President Trump and congressional leaders met at the White House Friday in what House Speaker Nancy Pelosi, D-Calif., called a “lengthy and sometimes contentious” session.

And at the end, the two sides seemed no closer to resolving their standoff over funding a border wall that has forced a partial government shutdown now hitting the two-week mark, with the possibility of a much longer closing looming.

Senate Minority Leader Chuck Schumer, D-N.Y., said Trump said he would “keep the government closed for a very long period of time — months or even years.”

Pelosi said, “We really cannot resolve this until we open up government, and we made that very clear to the president.”
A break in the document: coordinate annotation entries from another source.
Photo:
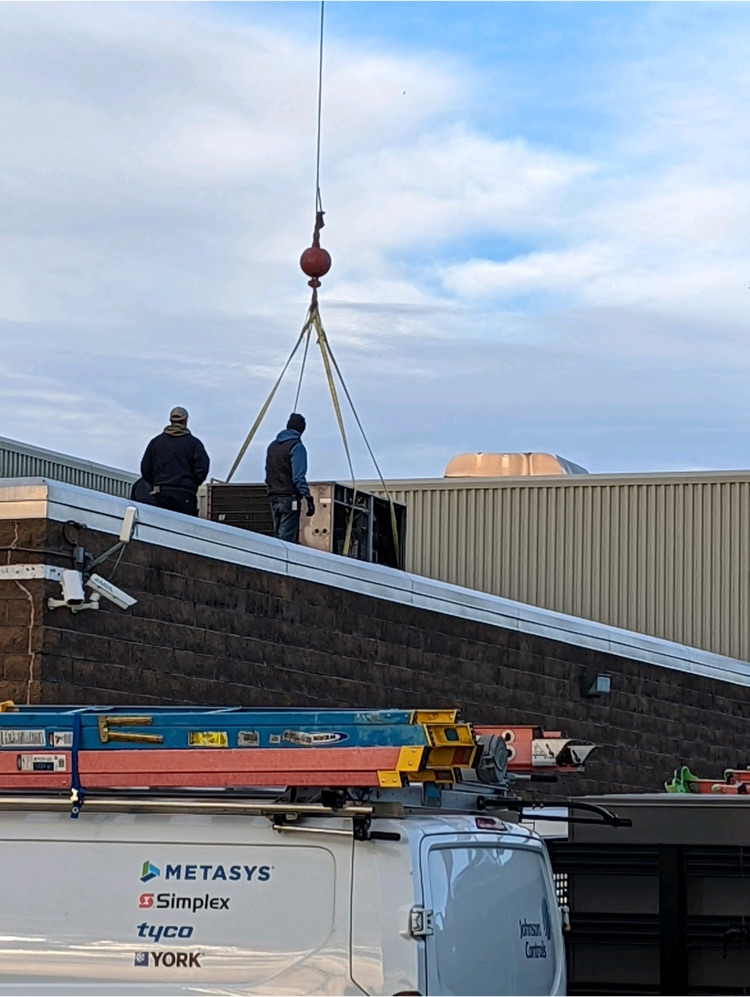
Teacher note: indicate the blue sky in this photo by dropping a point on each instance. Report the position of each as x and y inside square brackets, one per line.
[538, 215]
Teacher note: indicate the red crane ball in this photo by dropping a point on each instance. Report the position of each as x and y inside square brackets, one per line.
[315, 262]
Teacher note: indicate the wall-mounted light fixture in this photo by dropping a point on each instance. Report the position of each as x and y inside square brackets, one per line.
[596, 684]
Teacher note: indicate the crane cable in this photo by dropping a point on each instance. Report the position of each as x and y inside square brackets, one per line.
[314, 322]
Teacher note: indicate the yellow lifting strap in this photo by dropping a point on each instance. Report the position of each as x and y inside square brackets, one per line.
[314, 322]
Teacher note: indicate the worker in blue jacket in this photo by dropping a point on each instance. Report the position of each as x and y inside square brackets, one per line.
[286, 482]
[175, 465]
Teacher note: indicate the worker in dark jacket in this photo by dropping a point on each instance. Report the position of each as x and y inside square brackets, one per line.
[175, 465]
[286, 482]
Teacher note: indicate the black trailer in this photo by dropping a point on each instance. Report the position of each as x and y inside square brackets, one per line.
[663, 906]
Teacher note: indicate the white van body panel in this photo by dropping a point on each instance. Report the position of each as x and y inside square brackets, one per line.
[197, 902]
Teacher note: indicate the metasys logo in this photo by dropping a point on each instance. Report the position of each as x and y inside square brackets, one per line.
[149, 872]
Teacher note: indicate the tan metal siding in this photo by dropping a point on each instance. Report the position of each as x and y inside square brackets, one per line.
[666, 555]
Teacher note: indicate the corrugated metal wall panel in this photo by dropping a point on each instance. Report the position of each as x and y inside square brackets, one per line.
[20, 460]
[667, 555]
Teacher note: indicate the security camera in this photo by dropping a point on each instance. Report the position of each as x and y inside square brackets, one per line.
[72, 585]
[128, 524]
[73, 595]
[111, 592]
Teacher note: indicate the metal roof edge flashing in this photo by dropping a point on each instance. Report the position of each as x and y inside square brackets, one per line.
[33, 498]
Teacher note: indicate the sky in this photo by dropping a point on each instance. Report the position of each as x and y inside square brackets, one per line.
[538, 215]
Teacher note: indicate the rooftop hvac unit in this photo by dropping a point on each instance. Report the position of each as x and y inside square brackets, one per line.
[246, 506]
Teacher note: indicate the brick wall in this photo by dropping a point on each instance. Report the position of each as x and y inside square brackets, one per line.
[213, 633]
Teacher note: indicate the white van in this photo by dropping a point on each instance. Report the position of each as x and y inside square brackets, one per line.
[199, 897]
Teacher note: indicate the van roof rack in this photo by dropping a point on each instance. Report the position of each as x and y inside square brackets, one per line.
[93, 748]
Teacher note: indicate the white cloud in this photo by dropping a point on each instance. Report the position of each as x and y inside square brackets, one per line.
[487, 291]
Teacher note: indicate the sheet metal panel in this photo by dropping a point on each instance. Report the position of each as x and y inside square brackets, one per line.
[662, 554]
[21, 460]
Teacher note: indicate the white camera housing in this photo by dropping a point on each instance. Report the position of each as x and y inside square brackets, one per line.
[72, 586]
[128, 524]
[73, 595]
[101, 586]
Addressing reporters later, Trump maintained the two sides had a “very, very productive meeting,” and that “I think we’ve come a long, long way.”

Vice President Pence said he, White House adviser Jared Kushner and Homeland Security Secretary Kirstjen Nielsen would meet with congressional staffers over the weekend.

“This is national security,” Trump said in a sometimes rambling statement in the Rose Garden, “we’re not playing games — we have to do it.”

Trump remains dug in on his refusal to sign any funding bill that does not include $5 billion for a wall on the U.S.-Mexico border. Democrats remain insistent they will not provide the votes to give him that funding.

“We’re not doing the wall,” Pelosi told reporters Thursday night. “Does anybody have any doubt that we’re not doing the wall?”

“I think the president’s made it very clear: no wall, no deal,” Pence later told Fox News.

Democrats took control of the House of Representatives this week and elected Pelosi to a post she first held from 2007 to 2011. In one of the first acts of the new Congress, the House passed a short-term bill funding the Department of Homeland Security for about a month and a measure providing money for every other federal department or agency currently without funding through the rest of the fiscal year, which goes through September.

The Homeland Security bill does not include Trump’s border wall demands. It passed on a 239-192 vote, with five House Republicans backing it. The broader bill passed 241-190, with seven GOP members voting for it.

Pelosi has framed the measures as a “Republican” solution to the impasse, because they mirror the spending bill the GOP-controlled Senate unanimously passed and sent to the House last month, before Trump reversed course and insisted any funding bill include wall money. Trump has issued a veto threat for the two bills. Senate Majority Leader Mitch McConnell, R-Ky., has said the Senate will not consider them, because he only wants to call a vote on a funding measure Trump would sign.

Friday morning’s White House meeting included Pelosi and the rest of the so-called “Big 8”: the top two leaders from all four House and Senate caucuses. Congressional leaders met with Trump on Wednesday, but left with little sign of progress.